Patient-centricity is also a real consideration as it relates to patient diversity. There have already been multiple papers and studies showing that diversity dramatically increases, including racial, ethnic, and gender. It’s not completely shifted, but significant changes have been reported with DCT.

4. Digital Technology and DCT are not the Same.

The use of technology doesn’t necessarily make a trial decentralized. Using ePROs, eDiaries, or eCOA devices where a patient has always had to fill out a diary or report, but now it’s in electronic form, for example, doesn’t make a trial decentralized. If all visits occur on-site, and nothing changes procedures, even if done with an electronic, that’s not decentralized.

Still, digital devices are less of a challenge than originally thought. We’re seeing 95% compliance regardless of age. The prevalence of mobile phones and some level of electronic savvy continues up into people’s 70s and into the 80s.

5. Real Technology Issues to Ponder

Even with the patient visit concerns and responsibility shifts, community hospitals appear to be quite interested in DCTs. However, the biggest consideration is technology.

While IT could require an upfront investment for a health system, belonging to a consortium like GRN can make technology, security, and privacy concerns doable. Regardless, DCT requires a data infrastructure that can be curated for use in consuming data, meaning computing, reviewing, or reporting data, generally the same infrastructure required for any research.
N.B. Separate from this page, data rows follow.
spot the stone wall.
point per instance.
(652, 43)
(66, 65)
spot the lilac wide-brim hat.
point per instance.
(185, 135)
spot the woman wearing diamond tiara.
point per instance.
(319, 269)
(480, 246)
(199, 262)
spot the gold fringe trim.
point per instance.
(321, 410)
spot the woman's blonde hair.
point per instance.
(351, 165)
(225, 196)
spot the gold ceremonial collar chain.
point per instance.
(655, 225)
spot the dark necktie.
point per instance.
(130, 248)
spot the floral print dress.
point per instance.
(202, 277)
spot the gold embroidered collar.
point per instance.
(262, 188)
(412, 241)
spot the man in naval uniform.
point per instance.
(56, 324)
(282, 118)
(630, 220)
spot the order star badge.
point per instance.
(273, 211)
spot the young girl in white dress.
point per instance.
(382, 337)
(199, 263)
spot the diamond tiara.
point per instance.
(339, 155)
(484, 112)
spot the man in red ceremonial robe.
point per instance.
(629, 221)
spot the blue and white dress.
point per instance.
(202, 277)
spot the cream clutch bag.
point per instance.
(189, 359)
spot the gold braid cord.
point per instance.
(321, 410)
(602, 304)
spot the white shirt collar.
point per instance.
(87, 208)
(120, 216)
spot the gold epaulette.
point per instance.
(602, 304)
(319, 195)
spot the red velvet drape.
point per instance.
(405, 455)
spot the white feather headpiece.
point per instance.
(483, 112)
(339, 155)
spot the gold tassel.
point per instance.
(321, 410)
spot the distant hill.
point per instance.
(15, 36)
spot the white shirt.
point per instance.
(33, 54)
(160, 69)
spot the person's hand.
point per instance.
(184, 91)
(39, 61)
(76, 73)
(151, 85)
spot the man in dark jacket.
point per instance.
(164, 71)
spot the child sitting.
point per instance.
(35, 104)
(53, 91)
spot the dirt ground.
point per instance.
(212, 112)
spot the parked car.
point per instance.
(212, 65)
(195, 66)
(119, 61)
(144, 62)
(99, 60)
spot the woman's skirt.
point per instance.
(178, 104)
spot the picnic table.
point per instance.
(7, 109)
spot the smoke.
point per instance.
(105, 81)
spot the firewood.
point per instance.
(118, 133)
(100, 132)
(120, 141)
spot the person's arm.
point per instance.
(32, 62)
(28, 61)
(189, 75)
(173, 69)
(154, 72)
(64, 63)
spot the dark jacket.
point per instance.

With DCTs, however, there may be more data types, more sources, and more volume–both structured and unstructured. Regardless of traditional or DCT methods, study technologies must have consistency and harmony across data. Ensuring trial data can be easily accessed, matched and available to research coordinators is critical for the clinical compliance and the safety of patients, whether onsite or at home. Yet with the right technology, study sponsors and healthcare organizations can run flexible, successful trials with more patients.

Moving Forward

Despite some challenges, decentralized clinical trials have exploded in popularity, particularly hybrid trials that combine remote healthcare, technology, and in-person site visits. It seems the patient-centric focus is just the right thing to do. Not only does the added flexibility encourage patients to participate in clinical trials, collecting patient data more frequently and from a variety of points, can even give clinical trial staff a more accurate picture of patients’ reactions.

Finally, regulatory agencies are now seeing that DCT has worked just fine as well. They’ve got it, and they are issuing and encouraging regulatory directives that allow intuitive technology and innovative concepts to overcome challenges to building effective decentralized trials. Many researchers acknowledge that business is moving to patients’ homes, which could require other strategic decisions. But, if research retention is higher and recruitment is easier, they agree that more patients can potentially benefit from DCT research.